Senator IAN MACDONALD: This is not really germane to our terms of reference, but you did mention earlier the difficulty with the social implications. There are lots of stories about young children suffering badly from bullying and other things and thinking that Facebook and Twitter are real life. Do you think that there should be some compulsory warnings flash up on the screen every time you turn on your computer, saying: ‘Please be aware, whether you are young, old or indifferent, this is not private; this could be seen by anyone’?
Mr Lawrence: I think it is important. There is a lot of really excellent work being done at the moment, particularly in the school context, educating and empowering people about what the issues are so that they understand what they are doing. There is this emerging concept of digital citizenship, which has been promoted by a lot of the agencies that are focused on protecting children in that space. In my role, I see some of the adults who slip through that net, in a sense. There is a lot of really excellent work being done in the youth space and probably not quite enough attention being paid to educate people that did not grow up with the internet. We are all aware of that. I was somewhat overjoyed the other day to see my 86-year-old father reading the newspaper on his iPad for the first time. Does he understand the privacy implications of what he is doing? Not really, but I think there is a role for us all, and, to many extents, that is at the core of EFA’s mission: to educate people as to exactly what they are doing. As Alex said earlier, I think there is a great deal of personal responsibility that people need to exercise.
There are great dangers out there on the internet, as there are on Macquarie Street. But it has been our experience over two decades that the internet is an overwhelmingly positive revolution in communications. There are bad things happening there, and we need to be educated about what they are and we need to understand them so that we can tackle them effectively, both on a personal level and on a society-wide level.

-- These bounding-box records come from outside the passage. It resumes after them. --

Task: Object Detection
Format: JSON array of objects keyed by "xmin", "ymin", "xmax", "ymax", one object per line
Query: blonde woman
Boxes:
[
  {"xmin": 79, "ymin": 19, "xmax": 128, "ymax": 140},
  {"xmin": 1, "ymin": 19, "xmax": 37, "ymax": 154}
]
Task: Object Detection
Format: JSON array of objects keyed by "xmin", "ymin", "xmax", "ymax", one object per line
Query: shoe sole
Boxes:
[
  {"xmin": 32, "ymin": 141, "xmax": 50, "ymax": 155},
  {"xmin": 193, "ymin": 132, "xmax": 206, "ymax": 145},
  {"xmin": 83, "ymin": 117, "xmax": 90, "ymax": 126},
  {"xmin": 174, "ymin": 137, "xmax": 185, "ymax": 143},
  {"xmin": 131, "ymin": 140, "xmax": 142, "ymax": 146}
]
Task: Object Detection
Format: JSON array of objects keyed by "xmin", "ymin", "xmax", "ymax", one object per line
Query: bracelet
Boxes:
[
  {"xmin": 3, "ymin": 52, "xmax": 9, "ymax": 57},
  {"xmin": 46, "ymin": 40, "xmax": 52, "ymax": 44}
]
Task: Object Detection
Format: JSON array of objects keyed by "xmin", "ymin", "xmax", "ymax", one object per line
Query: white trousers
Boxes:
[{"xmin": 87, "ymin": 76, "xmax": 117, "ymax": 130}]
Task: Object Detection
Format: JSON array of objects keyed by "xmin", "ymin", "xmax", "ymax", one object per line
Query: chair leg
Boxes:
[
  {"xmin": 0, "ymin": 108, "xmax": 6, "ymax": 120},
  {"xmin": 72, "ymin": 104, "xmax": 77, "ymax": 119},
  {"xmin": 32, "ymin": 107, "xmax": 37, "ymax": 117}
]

One of the other things that has really become clear to me over about 15 years of working in this space is that while there is a great deal of hope and the internet is an enormously enabling technology and has fantastic opportunities for education, particularly in less developed countries—if we can fix the copyright regimes, that is—it is also potentially the most powerful surveillance device ever imagined. And we need to get that balance right. I guess that is at the core of our concerns.
Senator IAN MACDONALD: It amazes me that people give their credit details over electronic media so regularly. I am surprised that there are not more fraud cases than we hear about—well, I know there are more than we hear about.
Mr Lawrence: Perhaps I could put one quick question back to you on that: do you give your credit card information over the phone?
Senator IAN MACDONALD: I try not to, but I have on occasion, yes.
Mr Lawrence: I would assert that it is much more secure to give it through an encrypted connection to a computer than to a person.
Senator IAN MACDONALD: Probably, yes.
CHAIR: A cheerful thought. Thanks very much again to both of you. We will wrap there, but your time today has been very much appreciated. Perhaps I could get a motion to accept any tabled documents from today’s proceedings, principally this stuff from iiNet. It is so moved. That concludes today’s proceedings. The committee has agreed that answers to questions taken on notice at today’s hearing, I think mainly from the first witness, will be returned by 12 August—two weeks from today. I thank all witnesses who have given evidence to the committee today.